Texas Engineers Song Hang Chai Hyunsu Chae David Pan and Sensen Li in a lab.
From left to right: Ph.D. student Song Hang Chai, post-doctoral researcher Hyunsu Chae, professor David Pan and assistant professor Sensen Li.

Radio frequency integrated circuits (RFIC) are critical to advancing communications capabilities—think moving from 5G networks to 6G—and many other technological applications. But these chips are also really hard to design.

A multi-university team with heavy involvement from industry leaders is working to change that. The team, led by researchers from The University of Texas at Austin, plans to infuse artificial intelligence into the design process for RFICs to reduce the difficulty of making these important chips.

"Design productivity is a huge problem for RFICs; in most cases, it takes at least months to design a single chip," said David Pan, professor in the Cockrell School of Engineering's Chandra Family Department of Electrical and Computer Engineering and the project's principal investigator. "Our goal is to significantly enhance design productivity by reducing development time and cost through an AI-assisted design flow, while also lowering the experience barrier for performing RFIC designs."

To support this research, the team received a $9.6 million, 30-month award from Natcast, a nonprofit that operates the National Semiconductor Technology Center (NSTC). The center is a consortium established by the CHIPS and Science Act to help bolster all aspects of semiconductor production in the United States. The award is one of three, totaling approximately $30 million, and the first ever through the NSTC’s Artificial Intelligence Driven Radio Frequency Integrated Circuit Design Enablement program.
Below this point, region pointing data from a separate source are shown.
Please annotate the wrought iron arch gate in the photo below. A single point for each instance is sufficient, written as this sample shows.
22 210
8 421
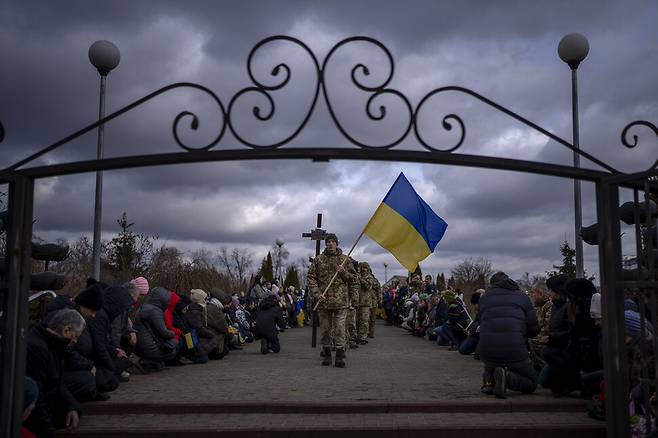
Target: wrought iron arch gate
614 281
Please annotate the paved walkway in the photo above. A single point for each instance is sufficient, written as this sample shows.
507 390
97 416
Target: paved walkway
393 367
396 386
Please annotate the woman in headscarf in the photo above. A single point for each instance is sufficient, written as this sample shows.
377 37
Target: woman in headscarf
197 318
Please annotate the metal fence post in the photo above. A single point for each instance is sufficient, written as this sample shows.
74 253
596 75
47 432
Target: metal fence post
612 303
15 292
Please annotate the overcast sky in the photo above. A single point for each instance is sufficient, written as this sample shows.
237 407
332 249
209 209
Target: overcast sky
505 50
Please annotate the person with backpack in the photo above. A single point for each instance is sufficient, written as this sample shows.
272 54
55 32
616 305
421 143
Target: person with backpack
269 316
507 318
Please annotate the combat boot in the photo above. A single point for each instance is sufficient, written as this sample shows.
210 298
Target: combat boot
340 359
327 356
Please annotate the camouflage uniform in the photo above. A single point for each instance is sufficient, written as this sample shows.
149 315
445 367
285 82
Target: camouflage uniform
375 302
350 321
365 300
544 317
332 310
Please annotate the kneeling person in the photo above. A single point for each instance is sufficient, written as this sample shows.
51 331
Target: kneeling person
268 317
507 317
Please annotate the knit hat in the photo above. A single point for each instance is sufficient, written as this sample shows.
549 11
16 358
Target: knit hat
30 392
579 288
595 306
629 304
198 296
142 285
91 297
449 296
632 325
556 283
475 298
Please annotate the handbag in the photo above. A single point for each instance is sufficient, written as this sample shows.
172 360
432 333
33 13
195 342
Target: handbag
191 340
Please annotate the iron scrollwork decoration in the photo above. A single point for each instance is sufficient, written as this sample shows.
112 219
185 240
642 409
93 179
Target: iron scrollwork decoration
282 73
624 135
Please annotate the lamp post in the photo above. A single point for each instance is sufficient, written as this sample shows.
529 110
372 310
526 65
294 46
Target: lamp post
573 49
279 243
105 57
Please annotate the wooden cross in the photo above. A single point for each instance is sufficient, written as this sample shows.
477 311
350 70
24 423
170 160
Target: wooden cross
318 235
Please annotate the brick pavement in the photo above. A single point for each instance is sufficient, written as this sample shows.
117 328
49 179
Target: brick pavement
396 386
394 366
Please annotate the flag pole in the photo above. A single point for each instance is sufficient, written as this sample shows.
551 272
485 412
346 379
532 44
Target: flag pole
322 296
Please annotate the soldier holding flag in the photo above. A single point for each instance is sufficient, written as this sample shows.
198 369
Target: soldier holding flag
332 297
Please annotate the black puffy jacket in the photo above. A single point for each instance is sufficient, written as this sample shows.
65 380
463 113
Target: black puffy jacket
116 300
268 317
507 317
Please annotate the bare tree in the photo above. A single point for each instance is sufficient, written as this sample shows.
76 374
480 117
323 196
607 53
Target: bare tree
242 262
279 255
471 273
225 261
236 265
202 257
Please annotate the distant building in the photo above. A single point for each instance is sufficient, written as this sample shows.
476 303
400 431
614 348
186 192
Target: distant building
393 279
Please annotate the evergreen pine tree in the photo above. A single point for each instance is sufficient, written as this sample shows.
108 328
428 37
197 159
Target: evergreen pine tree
292 278
568 266
129 253
267 268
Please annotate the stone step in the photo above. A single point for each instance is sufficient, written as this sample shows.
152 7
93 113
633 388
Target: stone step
380 425
509 405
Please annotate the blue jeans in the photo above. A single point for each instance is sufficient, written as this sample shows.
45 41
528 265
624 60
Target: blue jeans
453 334
440 340
469 345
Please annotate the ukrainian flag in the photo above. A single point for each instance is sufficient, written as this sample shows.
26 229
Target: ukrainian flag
405 225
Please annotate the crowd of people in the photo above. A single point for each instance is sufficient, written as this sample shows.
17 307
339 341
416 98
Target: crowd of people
86 346
89 344
549 335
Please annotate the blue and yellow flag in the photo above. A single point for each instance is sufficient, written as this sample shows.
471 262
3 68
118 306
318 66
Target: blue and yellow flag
405 225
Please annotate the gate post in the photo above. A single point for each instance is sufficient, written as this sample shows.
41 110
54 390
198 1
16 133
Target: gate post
612 306
15 292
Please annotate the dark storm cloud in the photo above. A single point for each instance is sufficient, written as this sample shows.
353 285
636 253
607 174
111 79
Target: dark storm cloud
504 50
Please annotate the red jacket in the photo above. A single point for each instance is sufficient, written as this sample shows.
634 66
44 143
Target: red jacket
174 298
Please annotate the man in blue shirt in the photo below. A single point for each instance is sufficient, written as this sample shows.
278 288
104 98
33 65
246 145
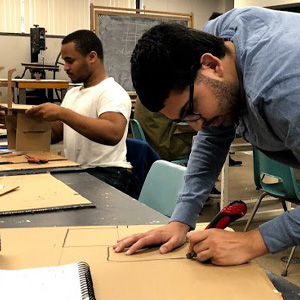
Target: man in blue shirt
242 72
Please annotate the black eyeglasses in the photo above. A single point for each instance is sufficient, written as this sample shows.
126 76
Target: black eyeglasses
189 115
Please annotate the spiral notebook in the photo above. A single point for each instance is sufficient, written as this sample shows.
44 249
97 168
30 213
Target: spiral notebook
67 282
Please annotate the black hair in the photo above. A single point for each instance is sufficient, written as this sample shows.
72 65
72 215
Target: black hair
166 58
85 41
214 15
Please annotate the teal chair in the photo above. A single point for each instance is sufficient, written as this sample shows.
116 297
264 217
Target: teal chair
162 185
137 130
286 187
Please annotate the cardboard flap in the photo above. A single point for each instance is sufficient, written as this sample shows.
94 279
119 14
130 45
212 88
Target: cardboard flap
28 124
33 133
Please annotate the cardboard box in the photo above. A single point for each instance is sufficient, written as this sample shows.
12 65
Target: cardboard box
25 132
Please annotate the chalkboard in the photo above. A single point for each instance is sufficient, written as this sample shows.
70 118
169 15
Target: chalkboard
119 34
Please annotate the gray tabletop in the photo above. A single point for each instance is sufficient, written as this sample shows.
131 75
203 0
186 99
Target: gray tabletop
112 207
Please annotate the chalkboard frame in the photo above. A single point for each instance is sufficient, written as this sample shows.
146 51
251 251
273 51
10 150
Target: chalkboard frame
97 11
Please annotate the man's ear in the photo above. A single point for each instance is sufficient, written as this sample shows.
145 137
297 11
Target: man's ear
93 56
211 63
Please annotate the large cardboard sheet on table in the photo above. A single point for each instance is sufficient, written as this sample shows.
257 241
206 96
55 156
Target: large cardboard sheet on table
147 275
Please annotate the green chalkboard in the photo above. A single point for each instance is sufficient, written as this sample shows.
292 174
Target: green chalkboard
119 34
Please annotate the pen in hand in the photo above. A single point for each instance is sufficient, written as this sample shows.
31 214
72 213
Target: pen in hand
230 213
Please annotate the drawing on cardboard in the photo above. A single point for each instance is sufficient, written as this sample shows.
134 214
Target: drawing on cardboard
174 279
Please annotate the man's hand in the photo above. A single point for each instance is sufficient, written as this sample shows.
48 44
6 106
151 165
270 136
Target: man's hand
47 111
227 248
169 237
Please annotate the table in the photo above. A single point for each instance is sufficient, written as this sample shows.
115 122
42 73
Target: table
23 84
112 207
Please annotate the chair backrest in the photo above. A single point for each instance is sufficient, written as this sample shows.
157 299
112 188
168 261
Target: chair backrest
162 185
141 156
286 187
137 130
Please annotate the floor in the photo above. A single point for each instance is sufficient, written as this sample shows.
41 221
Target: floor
241 187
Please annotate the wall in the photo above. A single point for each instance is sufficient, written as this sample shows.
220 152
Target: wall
262 3
11 56
202 9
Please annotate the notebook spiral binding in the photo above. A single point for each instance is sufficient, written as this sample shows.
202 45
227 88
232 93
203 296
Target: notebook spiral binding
86 283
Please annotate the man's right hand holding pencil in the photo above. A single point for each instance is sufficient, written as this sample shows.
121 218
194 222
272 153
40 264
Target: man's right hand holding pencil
169 236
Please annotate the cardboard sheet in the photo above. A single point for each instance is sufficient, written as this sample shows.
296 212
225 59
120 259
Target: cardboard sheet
38 192
18 161
156 276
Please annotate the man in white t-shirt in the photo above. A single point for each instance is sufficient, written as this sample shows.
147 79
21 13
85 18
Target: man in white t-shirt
93 119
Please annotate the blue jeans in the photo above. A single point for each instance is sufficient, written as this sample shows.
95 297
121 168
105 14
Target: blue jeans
120 178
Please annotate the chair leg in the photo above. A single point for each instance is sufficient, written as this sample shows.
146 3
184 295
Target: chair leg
254 211
283 204
284 273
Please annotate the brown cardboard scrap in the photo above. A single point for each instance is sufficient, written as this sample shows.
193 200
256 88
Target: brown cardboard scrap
25 132
27 166
33 134
38 192
20 156
4 189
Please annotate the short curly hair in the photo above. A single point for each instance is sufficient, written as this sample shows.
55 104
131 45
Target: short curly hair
85 41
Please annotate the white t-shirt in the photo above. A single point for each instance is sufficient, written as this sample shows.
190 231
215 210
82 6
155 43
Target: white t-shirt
107 96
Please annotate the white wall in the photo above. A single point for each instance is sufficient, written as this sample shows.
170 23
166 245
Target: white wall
202 9
262 3
15 50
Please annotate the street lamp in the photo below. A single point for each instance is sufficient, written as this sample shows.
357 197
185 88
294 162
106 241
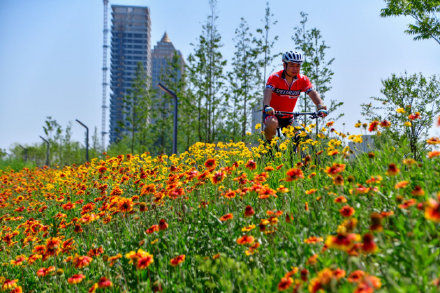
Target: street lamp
87 138
47 150
172 94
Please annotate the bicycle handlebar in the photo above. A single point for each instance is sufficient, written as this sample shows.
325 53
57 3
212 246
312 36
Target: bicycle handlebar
296 114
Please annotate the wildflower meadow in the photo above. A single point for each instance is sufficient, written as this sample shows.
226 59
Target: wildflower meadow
228 217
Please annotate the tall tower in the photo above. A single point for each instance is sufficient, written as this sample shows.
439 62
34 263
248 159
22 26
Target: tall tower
130 44
104 77
162 54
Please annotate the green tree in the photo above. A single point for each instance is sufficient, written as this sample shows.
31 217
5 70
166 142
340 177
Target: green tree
425 13
206 67
244 79
316 66
413 94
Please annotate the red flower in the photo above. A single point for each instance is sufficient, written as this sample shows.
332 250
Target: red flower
373 126
294 174
285 283
81 261
226 217
432 209
347 211
75 279
368 245
163 225
152 229
217 177
392 169
249 211
104 283
210 164
177 260
385 123
245 239
251 165
144 261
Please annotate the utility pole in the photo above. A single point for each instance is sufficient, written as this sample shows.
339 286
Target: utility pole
87 138
47 150
172 94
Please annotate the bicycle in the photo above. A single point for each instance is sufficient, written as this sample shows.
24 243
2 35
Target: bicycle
296 141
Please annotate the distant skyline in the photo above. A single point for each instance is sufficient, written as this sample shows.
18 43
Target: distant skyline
51 53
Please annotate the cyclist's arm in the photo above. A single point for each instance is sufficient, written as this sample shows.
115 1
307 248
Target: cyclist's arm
316 98
267 93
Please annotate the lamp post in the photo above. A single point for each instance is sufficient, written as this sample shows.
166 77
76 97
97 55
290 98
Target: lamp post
87 138
172 94
47 150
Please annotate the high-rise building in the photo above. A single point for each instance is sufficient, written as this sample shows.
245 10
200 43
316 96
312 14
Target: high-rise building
130 44
162 54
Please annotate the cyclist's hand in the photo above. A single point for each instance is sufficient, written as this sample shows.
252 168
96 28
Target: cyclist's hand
269 111
322 113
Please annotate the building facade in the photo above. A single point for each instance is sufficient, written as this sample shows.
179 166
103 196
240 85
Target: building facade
162 54
130 44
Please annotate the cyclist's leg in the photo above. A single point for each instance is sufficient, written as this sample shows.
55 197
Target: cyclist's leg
270 126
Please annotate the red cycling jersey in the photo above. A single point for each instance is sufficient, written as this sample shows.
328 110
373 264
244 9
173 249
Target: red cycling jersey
284 97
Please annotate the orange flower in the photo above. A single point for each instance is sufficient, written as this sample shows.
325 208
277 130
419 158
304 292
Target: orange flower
163 225
104 283
418 191
392 169
432 209
251 165
385 123
335 169
210 164
433 140
356 276
376 222
81 261
9 284
294 174
45 271
313 240
285 283
125 205
340 199
414 116
230 194
226 217
144 261
177 260
343 242
245 239
373 126
401 184
217 177
269 168
68 206
338 180
347 211
75 279
152 229
368 245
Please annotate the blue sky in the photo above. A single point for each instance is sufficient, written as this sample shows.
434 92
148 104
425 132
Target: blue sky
51 52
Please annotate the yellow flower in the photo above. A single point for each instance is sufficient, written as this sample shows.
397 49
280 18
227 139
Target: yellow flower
248 228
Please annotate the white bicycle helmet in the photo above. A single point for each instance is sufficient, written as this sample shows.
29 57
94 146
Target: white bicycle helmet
294 57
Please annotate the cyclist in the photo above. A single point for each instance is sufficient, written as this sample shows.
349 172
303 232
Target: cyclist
281 94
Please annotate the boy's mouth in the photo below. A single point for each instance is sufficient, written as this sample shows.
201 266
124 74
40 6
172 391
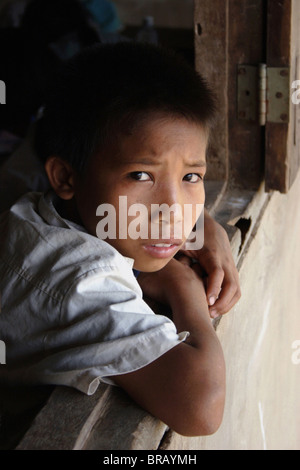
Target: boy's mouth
165 249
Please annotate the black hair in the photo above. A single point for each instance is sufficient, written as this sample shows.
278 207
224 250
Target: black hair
106 90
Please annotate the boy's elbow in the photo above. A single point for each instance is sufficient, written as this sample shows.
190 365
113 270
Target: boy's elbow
203 416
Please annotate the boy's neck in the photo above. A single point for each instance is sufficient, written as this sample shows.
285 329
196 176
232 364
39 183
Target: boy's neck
67 210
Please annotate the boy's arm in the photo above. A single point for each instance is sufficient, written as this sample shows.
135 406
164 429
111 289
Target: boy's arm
222 284
185 387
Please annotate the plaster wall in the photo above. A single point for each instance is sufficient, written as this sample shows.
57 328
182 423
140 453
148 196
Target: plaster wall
263 384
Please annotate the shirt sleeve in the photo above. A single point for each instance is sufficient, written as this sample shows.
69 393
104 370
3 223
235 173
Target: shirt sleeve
106 329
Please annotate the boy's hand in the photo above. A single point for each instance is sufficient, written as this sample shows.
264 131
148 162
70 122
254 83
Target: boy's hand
215 258
160 286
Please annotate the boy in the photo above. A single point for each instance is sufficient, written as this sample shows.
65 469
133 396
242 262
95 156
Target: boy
122 120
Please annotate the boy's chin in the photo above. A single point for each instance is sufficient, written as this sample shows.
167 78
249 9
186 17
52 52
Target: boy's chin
151 268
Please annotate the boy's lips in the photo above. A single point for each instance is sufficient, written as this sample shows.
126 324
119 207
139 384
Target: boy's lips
163 249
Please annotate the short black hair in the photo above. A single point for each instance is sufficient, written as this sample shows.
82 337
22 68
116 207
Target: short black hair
106 90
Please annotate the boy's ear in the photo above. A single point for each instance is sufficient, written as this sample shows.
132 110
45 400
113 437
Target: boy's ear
61 176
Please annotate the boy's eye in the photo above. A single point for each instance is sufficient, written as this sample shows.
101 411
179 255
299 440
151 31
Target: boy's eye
140 176
193 178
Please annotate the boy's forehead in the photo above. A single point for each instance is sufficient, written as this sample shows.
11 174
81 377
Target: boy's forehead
158 136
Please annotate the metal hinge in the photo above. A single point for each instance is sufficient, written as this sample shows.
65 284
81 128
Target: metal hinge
263 94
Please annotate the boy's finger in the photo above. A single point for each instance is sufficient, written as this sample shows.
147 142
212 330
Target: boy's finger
228 298
214 285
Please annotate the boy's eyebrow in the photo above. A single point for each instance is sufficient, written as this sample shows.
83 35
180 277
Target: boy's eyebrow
199 163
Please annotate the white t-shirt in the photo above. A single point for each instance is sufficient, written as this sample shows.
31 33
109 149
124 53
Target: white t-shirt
72 311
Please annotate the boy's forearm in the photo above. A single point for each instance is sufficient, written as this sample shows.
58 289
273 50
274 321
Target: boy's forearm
190 313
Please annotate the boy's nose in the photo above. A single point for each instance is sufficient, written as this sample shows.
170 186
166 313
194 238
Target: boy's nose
168 207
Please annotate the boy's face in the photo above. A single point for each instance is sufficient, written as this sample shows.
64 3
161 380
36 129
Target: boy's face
163 162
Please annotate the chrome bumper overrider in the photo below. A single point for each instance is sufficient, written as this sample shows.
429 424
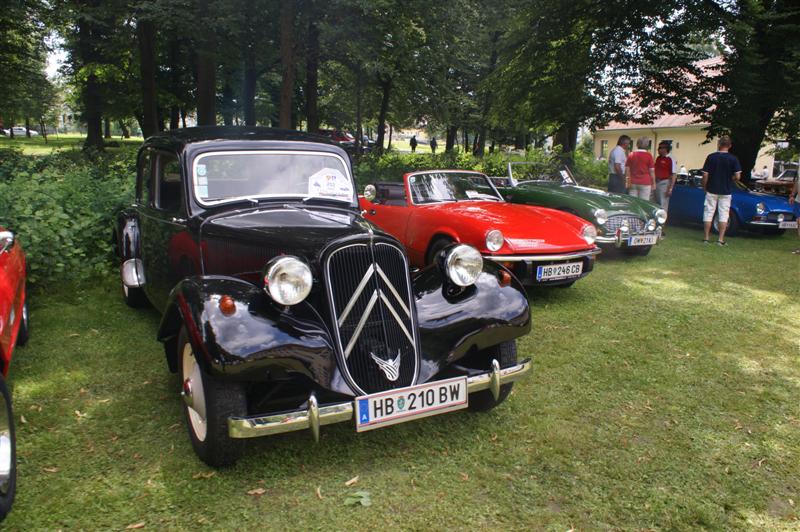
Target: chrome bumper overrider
620 237
315 416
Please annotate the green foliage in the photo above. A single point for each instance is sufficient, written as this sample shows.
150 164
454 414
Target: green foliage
61 208
391 166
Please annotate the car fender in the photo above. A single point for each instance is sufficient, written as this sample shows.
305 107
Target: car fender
126 236
258 339
454 321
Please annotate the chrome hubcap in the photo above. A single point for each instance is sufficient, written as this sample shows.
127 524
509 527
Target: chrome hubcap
192 392
5 448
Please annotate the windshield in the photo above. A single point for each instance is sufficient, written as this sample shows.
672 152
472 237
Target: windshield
541 172
436 187
219 177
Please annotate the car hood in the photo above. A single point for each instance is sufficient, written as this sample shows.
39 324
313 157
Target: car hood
592 198
300 231
527 229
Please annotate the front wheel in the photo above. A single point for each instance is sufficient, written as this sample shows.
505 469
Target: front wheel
506 354
207 405
8 452
134 297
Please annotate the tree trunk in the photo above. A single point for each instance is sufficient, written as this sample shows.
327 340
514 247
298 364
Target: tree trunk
287 64
174 117
88 35
450 140
480 143
359 117
747 139
145 33
206 74
227 104
312 71
386 89
249 89
567 138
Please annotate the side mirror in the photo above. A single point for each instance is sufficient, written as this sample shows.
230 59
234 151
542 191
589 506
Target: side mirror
6 240
370 192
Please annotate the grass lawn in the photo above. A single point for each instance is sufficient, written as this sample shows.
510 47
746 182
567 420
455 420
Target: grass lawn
69 141
664 395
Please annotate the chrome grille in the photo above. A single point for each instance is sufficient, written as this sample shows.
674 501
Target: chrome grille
634 223
370 296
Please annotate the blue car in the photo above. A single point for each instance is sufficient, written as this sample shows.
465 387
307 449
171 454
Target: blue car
750 210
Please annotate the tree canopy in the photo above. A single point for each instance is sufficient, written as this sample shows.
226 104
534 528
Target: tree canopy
510 74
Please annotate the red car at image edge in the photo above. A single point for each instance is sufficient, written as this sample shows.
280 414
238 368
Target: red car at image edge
13 332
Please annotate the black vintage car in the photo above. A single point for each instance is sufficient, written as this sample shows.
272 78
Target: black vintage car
283 309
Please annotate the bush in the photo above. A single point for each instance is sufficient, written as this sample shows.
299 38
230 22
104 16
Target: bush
62 207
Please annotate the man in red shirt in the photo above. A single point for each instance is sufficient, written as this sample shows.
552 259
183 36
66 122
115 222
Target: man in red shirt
640 177
666 173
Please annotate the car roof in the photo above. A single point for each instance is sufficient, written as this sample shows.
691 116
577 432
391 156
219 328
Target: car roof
178 139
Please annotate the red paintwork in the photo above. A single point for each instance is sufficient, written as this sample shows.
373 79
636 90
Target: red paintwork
12 297
469 221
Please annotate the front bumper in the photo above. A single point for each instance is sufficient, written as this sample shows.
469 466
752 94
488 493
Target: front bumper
524 266
620 238
316 416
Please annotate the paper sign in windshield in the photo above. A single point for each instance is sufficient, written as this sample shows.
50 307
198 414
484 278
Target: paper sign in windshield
330 183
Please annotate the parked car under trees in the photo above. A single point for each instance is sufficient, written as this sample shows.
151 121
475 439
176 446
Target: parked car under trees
622 221
432 209
283 309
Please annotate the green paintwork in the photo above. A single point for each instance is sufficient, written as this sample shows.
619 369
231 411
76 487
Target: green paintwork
579 200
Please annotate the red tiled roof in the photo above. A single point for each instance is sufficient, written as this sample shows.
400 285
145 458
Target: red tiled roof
665 121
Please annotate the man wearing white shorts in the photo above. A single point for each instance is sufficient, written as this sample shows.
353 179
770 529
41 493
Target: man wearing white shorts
720 171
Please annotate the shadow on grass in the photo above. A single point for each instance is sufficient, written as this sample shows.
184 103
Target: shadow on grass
662 397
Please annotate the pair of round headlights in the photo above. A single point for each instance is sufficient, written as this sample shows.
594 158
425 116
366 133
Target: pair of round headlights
288 279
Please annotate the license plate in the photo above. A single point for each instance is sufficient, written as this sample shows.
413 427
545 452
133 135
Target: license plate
414 402
559 271
642 240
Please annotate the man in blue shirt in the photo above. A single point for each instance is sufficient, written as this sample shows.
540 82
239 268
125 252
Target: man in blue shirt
720 171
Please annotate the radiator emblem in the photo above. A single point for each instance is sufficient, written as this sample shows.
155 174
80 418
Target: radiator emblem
391 368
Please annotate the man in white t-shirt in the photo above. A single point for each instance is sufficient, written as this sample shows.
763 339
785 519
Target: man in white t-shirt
616 165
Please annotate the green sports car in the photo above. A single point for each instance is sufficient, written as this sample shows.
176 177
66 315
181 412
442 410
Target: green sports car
622 221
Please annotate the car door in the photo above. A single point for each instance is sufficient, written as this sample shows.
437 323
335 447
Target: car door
163 218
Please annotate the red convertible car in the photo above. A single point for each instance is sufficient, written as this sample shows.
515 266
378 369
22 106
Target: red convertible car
13 332
430 210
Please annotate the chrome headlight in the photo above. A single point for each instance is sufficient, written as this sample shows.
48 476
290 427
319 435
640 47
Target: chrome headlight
589 234
601 216
464 264
494 240
288 280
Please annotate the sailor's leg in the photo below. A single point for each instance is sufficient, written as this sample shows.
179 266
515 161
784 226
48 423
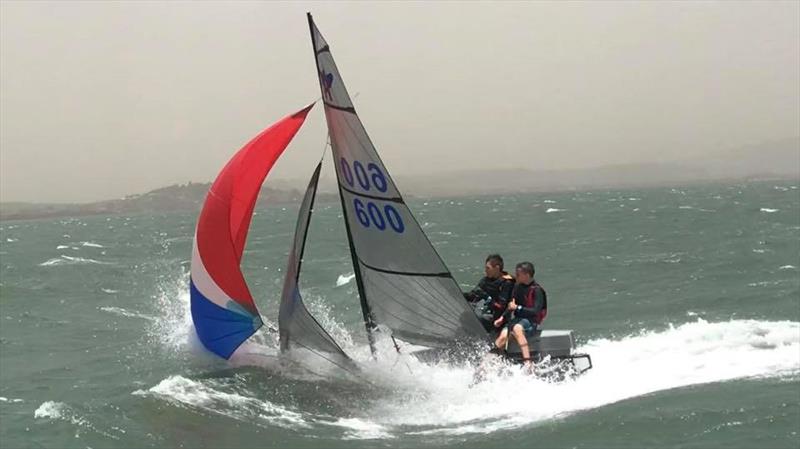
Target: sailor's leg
500 343
519 334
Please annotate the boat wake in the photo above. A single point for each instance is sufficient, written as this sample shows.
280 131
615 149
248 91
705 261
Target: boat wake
406 397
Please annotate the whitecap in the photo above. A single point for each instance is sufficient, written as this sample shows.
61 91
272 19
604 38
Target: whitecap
359 429
50 409
126 313
207 395
67 260
344 279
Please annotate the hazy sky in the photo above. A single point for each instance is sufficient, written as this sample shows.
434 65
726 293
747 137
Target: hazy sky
103 99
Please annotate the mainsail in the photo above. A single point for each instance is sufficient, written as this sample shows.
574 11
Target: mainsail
296 325
402 282
223 310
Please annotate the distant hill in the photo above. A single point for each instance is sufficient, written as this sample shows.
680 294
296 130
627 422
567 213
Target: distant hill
770 160
181 197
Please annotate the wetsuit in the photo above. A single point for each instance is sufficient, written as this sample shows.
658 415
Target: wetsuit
490 297
531 309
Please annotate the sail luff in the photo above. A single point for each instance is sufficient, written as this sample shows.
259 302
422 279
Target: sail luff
366 311
295 323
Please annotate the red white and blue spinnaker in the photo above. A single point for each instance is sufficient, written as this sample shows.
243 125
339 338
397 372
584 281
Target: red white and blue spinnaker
223 310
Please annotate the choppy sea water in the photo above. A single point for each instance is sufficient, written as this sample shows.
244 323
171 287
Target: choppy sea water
687 298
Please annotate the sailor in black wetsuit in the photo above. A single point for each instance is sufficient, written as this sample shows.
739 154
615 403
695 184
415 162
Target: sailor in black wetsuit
524 313
490 297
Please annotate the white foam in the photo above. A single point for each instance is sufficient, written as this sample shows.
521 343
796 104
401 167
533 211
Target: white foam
437 399
207 395
126 313
68 260
359 429
690 354
50 409
344 279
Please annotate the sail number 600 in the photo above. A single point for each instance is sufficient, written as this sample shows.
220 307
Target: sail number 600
375 177
371 214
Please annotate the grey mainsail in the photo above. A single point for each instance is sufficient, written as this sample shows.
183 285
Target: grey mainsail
296 325
403 284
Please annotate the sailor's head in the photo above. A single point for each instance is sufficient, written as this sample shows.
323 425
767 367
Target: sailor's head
494 266
524 272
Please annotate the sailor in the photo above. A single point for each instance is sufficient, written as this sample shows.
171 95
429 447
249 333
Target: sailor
524 313
490 296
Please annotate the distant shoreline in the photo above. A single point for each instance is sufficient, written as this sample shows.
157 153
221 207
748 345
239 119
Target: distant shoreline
189 197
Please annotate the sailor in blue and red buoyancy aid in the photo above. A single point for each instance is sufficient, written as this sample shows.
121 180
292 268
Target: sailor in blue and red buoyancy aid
525 312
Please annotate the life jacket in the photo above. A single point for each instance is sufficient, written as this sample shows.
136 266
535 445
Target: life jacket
530 301
498 302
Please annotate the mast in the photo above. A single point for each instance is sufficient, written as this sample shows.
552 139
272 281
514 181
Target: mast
366 311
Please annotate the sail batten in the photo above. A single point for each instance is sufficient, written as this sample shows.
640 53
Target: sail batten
402 281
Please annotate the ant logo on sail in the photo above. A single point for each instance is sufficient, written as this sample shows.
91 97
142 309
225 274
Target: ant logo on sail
327 82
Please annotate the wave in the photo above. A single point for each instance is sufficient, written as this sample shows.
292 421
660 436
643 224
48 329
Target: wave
68 260
207 395
53 410
421 399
The center is a consortium established by the CHIPS and Science Act to help bolster all aspects of semiconductor production in the United States.

The Research: Titled “GENIE-RFIC: Generative ENgine for Intelligent and Expedited RFIC Design,” the project targets both silicon complementary metal oxide semiconductor (CMOS) RFICs and gallium nitride (GaN) monolithic microwave integrated circuits (MMICs). The AI-driven tools will perform rapid “inverse” designs based on target specifications, optimizing circuit topologies and parameters.

Today, RFICs require extensive hands-on design, time-consuming, expensive simulations and tedious trial-and-error work. The field is very specialized, with few researchers studying it and few companies capable of designing these chips.

The researchers aim to use AI to upend these processes, deploying the technology to probe for unconventional designs and optimize them much faster. The AI tools will speed up the early design and optimization steps. "Golden simulation," as David Pan referred to it, would still come at the end to finalize the work and make sure the chips perform as they're intended.

“By leveraging AI and ML technologies, U.S. companies and research institutes are poised to transform the RFIC design landscape, enabling greatly reduced design cycles and achieving higher RFIC performance,” said Marcus Pan—no relation to David Pan—program manager of Natcast's Artificial Intelligence Driven RF Integrated Circuit Design Enablement (AIDRFIC) program which funds the GENIE-RFIC project. “This AIDRFIC investment underscores Natcast’s commitment to driving innovation and ensuring that the U.S. semiconductor sector remains at the forefront of technological advancements in broadband, 5G, and next-gen RF hardware.”

Why It Matters: RFICs are critical to everything from communications to radar to next-generation technologies like autonomous vehicles and quantum computing. By lowering the barrier to entry and speeding up the design process, RFICs could become more accessible to researchers and companies that otherwise wouldn't have the expertise or resources to use them.

"When you can open up a key technology like RFIC to more creative minds, that can only be a good thing," said Sensen Li, assistant professor in the Chandra Family Department of Electrical and Computer Engineering and a co-PI of the project. "It means it can be used to solve more problems and advance technological innovation that much faster."

The Team: David Pan is joined by colleagues in electrical and computer engineering, Amy Zhang and Sensen Li, as well as Adam Klivans, professor in the College of Natural Sciences' Computer Science Department and director of the Institute for Foundations of Machine Learning. Other academic collaborators include Dan Jiao, Purdue University; Weidong Cao, George Washington University; Kenneth O, The University of Texas at Dallas; and Taiyun Chi, Rice University.

Industry partners include IBM, Cadence, and GlobalFoundries. The researchers are developing a startup company, CircuitGenie, to commercialize technologies from this program. Several unfunded partners are contributing to the work, including: Texas Institute for Electronics, Qorvo, NVIDIA, Boeing, Texas Instruments, Analog Devices, MediaTek and more.

What Else: Training the next-generation workforce is a major part of nationwide semiconductor efforts; this project is no exception. UT Austin is starting a new master's of semiconductor science and engineering program next fall. UT Dallas, Rice, and George Washington will develop AI-focused summer programs offering a variety of opportunities, such as AI-driven chip design camps, for K-12 and undergraduate students.